If $A=\begin{bmatrix} 1 & 1 & 1 \\ 1 & 1 & 1 \\ 1 & 1 & 1 \end{bmatrix}$,prove that $A^{n}=\begin{bmatrix} 3^{n-1} & 3^{n-1} & 3^{n-1} \\ 3^{n-1} & 3^{n-1} & 3^{n-1} \\ 3^{n-1} & 3^{n-1} & 3^{n-1} \end{bmatrix}$ for all $n \in N$.

(N/A) Given $A=\begin{bmatrix} 1 & 1 & 1 \\ 1 & 1 & 1 \\ 1 & 1 & 1 \end{bmatrix}$.
We need to prove $P(n): A^{n}=\begin{bmatrix} 3^{n-1} & 3^{n-1} & 3^{n-1} \\ 3^{n-1} & 3^{n-1} & 3^{n-1} \\ 3^{n-1} & 3^{n-1} & 3^{n-1} \end{bmatrix}$ for all $n \in N$ using the principle of mathematical induction.
Step $1$: For $n=1$,$A^{1} = \begin{bmatrix} 3^{1-1} & 3^{1-1} & 3^{1-1} \\ 3^{1-1} & 3^{1-1} & 3^{1-1} \\ 3^{1-1} & 3^{1-1} & 3^{1-1} \end{bmatrix} = \begin{bmatrix} 3^{0} & 3^{0} & 3^{0} \\ 3^{0} & 3^{0} & 3^{0} \\ 3^{0} & 3^{0} & 3^{0} \end{bmatrix} = \begin{bmatrix} 1 & 1 & 1 \\ 1 & 1 & 1 \\ 1 & 1 & 1 \end{bmatrix} = A$. Thus,$P(1)$ is true.
Step $2$: Assume $P(k)$ is true for some $k \in N$,i.e.,$A^{k} = \begin{bmatrix} 3^{k-1} & 3^{k-1} & 3^{k-1} \\ 3^{k-1} & 3^{k-1} & 3^{k-1} \\ 3^{k-1} & 3^{k-1} & 3^{k-1} \end{bmatrix}$.
Step $3$: We show $P(k+1)$ is true.
$A^{k+1} = A \cdot A^{k} = \begin{bmatrix} 1 & 1 & 1 \\ 1 & 1 & 1 \\ 1 & 1 & 1 \end{bmatrix} \begin{bmatrix} 3^{k-1} & 3^{k-1} & 3^{k-1} \\ 3^{k-1} & 3^{k-1} & 3^{k-1} \\ 3^{k-1} & 3^{k-1} & 3^{k-1} \end{bmatrix}$.

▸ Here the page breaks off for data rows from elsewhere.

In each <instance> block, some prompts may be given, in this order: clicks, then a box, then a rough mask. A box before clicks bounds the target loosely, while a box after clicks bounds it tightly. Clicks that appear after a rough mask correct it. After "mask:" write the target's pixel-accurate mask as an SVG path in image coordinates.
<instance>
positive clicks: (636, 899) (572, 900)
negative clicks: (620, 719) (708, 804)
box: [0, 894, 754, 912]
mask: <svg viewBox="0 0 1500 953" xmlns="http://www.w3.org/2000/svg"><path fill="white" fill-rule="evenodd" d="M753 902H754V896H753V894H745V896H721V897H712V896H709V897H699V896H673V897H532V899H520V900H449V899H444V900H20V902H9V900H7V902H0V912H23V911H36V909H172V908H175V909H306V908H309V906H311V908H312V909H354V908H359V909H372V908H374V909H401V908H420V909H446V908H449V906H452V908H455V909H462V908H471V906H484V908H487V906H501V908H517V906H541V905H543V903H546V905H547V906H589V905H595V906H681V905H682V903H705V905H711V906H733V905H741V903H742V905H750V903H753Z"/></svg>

Performing matrix multiplication,each element of the resulting matrix is $(1 \cdot 3^{k-1} + 1 \cdot 3^{k-1} + 1 \cdot 3^{k-1}) = 3 \cdot 3^{k-1} = 3^{k} = 3^{(k+1)-1}$.

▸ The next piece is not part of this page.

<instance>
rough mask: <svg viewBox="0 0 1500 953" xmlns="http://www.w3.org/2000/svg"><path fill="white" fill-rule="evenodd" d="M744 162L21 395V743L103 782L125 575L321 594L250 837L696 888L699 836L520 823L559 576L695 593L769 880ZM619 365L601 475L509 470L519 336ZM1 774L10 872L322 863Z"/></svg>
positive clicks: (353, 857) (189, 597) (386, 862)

Thus,$A^{k+1} = \begin{bmatrix} 3^{(k+1)-1} & 3^{(k+1)-1} & 3^{(k+1)-1} \\ 3^{(k+1)-1} & 3^{(k+1)-1} & 3^{(k+1)-1} \\ 3^{(k+1)-1} & 3^{(k+1)-1} & 3^{(k+1)-1} \end{bmatrix}$.
Therefore,by the principle of mathematical induction,the result holds for all $n \in N$.